TGF-beta1 induces rearrangement of FLK-1-VE-cadherin-beta-catenin complex at the adherens junction through VEGF-mediated signaling.

J Cell Biochem 2008 Dec;105(6):1367-73

Seymour Cohn Cardiovascular Research Laboratory, Department of Cardiothoracic Surgery, New York University School of Medicine, New York, New York 10016, USA.
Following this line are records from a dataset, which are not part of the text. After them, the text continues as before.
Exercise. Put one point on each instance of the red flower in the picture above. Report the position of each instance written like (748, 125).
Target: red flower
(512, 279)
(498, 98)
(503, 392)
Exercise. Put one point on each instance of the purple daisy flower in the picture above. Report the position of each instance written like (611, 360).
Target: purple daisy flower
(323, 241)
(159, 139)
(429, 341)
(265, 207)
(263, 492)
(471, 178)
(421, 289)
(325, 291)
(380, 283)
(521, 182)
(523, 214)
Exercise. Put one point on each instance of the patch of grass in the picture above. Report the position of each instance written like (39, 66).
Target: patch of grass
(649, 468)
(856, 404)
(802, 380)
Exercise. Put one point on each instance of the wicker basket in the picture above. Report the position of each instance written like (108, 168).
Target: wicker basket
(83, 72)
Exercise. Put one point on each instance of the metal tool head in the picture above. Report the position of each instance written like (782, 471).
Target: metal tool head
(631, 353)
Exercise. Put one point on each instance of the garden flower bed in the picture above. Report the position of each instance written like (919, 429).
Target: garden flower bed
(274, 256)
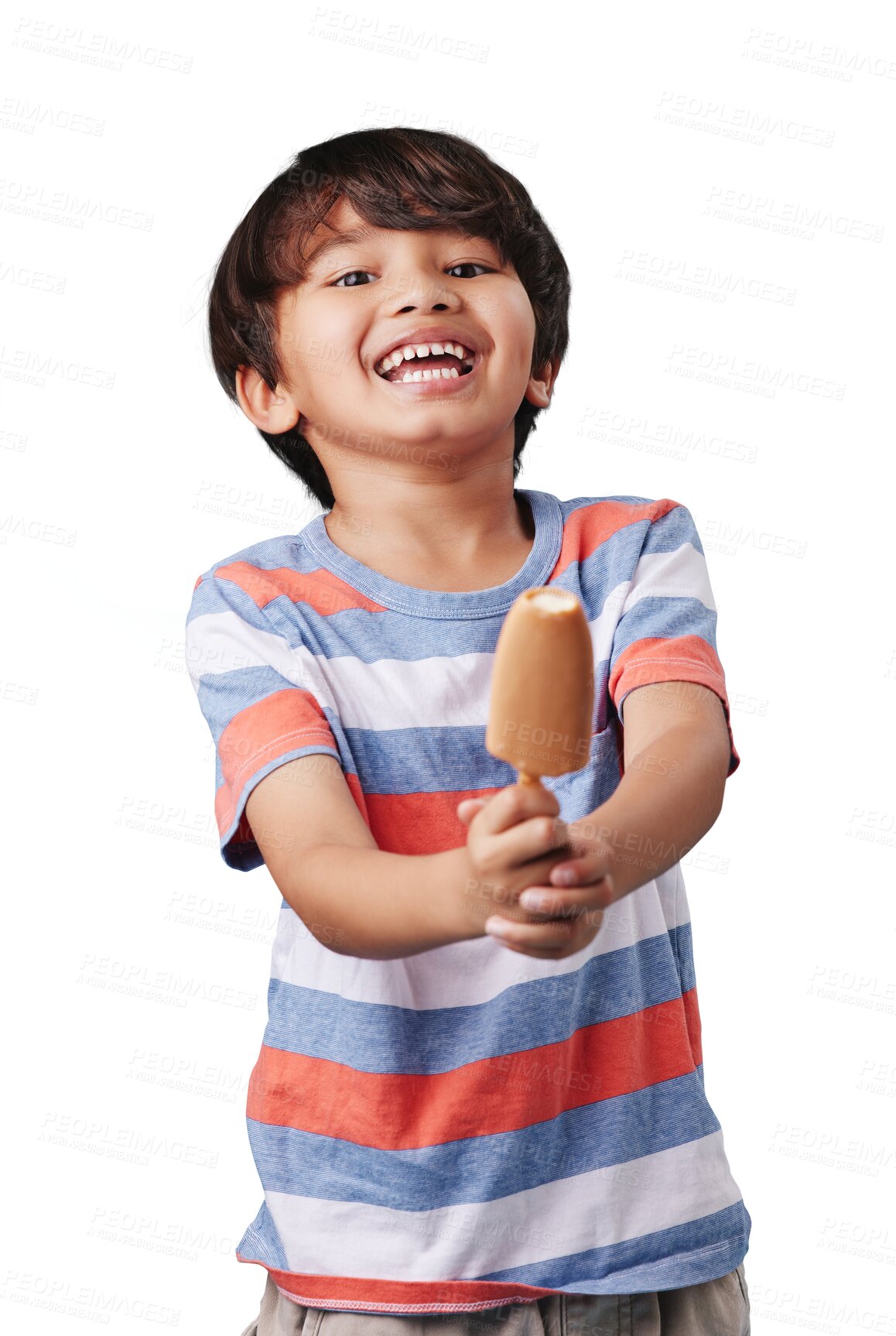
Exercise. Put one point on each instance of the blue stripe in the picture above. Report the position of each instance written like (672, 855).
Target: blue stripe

VEGF and TGF-beta1 induce angiogenesis but have opposing effects on vascular endothelial cells: VEGF promotes survival; TGF-beta1 induces apoptosis. We have previously shown that TGF-beta1 induces endothelial cell apoptosis via up-regulation of VEGF expression and activation of signaling through VEGF receptor-2 (flk-1). In context with TGF-beta1, VEGF signaling is transiently converted from a survival into an apoptotic one. VEGF promotes cell survival in part via activation of PI3K/Akt by a mechanism dependent on the formation of a multi-protein complex that includes flk-1 and the adherens junction proteins VE-cadherin and beta-catenin. Here we report that TGF-beta1 induces rearrangement of the adherens junction complex by separating flk-1 from VE-cadherin and increasing beta-catenin association with both flk-1 and VE-cadherin. This rearrangement is caused neither by changes in adherens junction mRNA or protein expression nor by post-translational modification, and requires VEGF signaling through flk-1. These results show that the adherens junction is an important regulatory component of TGF-beta1-VEGF interaction in endothelial cells.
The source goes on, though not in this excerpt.